The systemd backend lets you monitor and control systemd services. User services can be started, stopped, restarted, enabled, and disabled. System services (e.g. bluetooth.service) are strictly read-only, for status monitoring only.

GET /services

Returns the state of all whitelisted services.

POST /services/user/{unit}/start
POST /services/user/{unit}/stop
POST /services/user/{unit}/restart
POST /services/user/{unit}/enable
POST /services/user/{unit}/disable

Only user-scope services can be controlled.
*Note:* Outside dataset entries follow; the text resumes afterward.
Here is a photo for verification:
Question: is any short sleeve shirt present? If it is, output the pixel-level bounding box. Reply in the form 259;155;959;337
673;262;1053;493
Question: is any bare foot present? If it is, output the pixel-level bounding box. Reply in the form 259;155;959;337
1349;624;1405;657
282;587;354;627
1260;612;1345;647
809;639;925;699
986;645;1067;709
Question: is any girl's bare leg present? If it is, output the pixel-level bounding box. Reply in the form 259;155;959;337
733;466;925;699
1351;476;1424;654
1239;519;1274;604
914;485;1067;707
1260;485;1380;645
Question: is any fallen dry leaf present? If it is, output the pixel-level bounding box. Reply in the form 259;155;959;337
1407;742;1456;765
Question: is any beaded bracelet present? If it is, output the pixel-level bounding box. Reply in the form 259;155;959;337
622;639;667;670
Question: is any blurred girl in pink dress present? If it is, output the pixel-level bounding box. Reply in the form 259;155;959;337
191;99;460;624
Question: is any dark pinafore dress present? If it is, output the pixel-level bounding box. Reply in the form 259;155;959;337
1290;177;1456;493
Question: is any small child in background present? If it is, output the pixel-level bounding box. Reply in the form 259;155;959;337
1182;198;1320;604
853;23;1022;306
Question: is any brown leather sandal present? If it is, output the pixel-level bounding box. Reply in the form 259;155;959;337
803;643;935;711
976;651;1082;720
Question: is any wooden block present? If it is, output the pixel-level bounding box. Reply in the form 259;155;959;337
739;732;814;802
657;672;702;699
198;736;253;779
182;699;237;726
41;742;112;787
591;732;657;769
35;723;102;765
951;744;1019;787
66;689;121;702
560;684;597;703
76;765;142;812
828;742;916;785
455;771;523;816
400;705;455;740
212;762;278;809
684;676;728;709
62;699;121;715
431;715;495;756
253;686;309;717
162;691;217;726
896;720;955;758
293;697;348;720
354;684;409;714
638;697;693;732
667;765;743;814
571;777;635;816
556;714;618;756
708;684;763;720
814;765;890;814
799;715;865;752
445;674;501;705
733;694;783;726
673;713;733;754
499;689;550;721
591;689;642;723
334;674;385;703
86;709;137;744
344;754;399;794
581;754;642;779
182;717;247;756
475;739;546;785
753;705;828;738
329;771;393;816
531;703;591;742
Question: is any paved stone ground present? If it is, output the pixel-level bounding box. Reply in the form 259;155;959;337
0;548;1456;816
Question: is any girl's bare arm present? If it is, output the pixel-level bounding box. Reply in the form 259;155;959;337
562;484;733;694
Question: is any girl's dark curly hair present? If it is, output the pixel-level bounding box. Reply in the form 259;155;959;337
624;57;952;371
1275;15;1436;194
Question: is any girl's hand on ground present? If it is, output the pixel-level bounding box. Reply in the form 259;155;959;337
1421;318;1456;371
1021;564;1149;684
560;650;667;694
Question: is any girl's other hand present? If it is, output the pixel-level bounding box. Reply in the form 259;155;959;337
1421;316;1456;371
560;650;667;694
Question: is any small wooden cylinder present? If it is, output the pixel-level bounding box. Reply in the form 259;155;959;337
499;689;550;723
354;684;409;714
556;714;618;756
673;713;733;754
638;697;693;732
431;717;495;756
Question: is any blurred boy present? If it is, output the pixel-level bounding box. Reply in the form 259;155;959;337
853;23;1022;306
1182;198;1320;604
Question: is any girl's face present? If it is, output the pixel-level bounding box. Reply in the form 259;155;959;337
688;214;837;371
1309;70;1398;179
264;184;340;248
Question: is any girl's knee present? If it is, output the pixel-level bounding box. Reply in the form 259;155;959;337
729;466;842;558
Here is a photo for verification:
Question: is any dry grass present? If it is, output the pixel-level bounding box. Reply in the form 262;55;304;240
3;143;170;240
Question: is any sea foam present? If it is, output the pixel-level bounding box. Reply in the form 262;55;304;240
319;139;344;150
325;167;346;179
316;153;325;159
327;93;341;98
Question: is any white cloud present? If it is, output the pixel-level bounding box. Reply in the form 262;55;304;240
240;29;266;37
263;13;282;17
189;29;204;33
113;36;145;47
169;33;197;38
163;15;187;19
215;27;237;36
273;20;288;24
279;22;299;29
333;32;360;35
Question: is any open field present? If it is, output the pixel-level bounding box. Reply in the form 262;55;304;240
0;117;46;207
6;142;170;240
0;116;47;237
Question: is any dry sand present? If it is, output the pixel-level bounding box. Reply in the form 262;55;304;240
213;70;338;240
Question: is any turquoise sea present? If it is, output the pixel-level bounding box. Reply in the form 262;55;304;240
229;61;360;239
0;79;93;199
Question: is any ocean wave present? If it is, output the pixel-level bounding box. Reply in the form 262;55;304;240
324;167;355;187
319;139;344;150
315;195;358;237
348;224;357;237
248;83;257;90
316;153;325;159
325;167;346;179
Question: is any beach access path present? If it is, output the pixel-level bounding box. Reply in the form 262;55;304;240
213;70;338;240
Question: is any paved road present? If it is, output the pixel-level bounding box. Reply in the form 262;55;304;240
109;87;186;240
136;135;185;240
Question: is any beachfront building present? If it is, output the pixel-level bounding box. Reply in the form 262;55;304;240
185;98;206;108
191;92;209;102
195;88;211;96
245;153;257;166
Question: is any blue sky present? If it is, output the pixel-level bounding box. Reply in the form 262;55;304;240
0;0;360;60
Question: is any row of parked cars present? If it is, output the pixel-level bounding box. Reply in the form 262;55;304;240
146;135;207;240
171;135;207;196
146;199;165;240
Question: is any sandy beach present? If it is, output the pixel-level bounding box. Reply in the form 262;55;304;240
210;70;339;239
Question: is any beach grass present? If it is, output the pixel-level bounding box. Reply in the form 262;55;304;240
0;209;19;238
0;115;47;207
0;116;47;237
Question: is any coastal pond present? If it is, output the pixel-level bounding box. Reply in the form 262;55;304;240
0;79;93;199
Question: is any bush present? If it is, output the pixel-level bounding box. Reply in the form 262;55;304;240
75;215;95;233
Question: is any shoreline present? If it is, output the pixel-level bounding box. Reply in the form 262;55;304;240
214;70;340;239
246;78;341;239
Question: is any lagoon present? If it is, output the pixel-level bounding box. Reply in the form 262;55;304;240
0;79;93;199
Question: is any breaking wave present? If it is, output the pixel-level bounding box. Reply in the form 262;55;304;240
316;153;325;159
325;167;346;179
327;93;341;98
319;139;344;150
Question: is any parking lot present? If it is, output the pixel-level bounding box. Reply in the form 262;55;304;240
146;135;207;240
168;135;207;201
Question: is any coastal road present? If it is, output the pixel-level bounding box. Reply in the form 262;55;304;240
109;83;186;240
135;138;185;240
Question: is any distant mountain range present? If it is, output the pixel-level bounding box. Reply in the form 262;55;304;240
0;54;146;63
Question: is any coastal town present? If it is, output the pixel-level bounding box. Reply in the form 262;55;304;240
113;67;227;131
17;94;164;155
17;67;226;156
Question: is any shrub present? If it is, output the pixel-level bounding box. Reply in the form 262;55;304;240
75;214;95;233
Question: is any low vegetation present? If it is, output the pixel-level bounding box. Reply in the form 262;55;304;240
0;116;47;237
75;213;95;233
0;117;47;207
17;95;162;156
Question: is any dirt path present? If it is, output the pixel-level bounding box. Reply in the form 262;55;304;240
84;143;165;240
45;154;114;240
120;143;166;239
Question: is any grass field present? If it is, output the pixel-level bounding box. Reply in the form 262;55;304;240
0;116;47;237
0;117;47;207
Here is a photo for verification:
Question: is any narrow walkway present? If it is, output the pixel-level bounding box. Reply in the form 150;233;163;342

System services are read-only — control attempts return 403 Forbidden.

EventTrigger
service.updatedUnit state change

Disabled by default in go-odio-api. Only whitelisted services are exposed, configure the list in ~/.config/odio-api/config.yaml.

systemd:
enabled: true
system: # read-only monitoring
- name: bluetooth.service
user: # full control
- name: mpd.service
url: ":8080" # optional, surfaced on /services for clients to link
- name: shairport-sync.service
- name: snapclient.service
url: "http://<snapserver>:1780"
- name: spotifyd.service
- name: upmpdcli.service

Since odio-api v0.12.0, each entry is a map with a name and an optional url.

The backend communicates with systemd via D-Bus (both user and system bus). State updates come from D-Bus signals, with a filesystem monitoring fallback via fsnotify on /run/user/{uid}/systemd/units.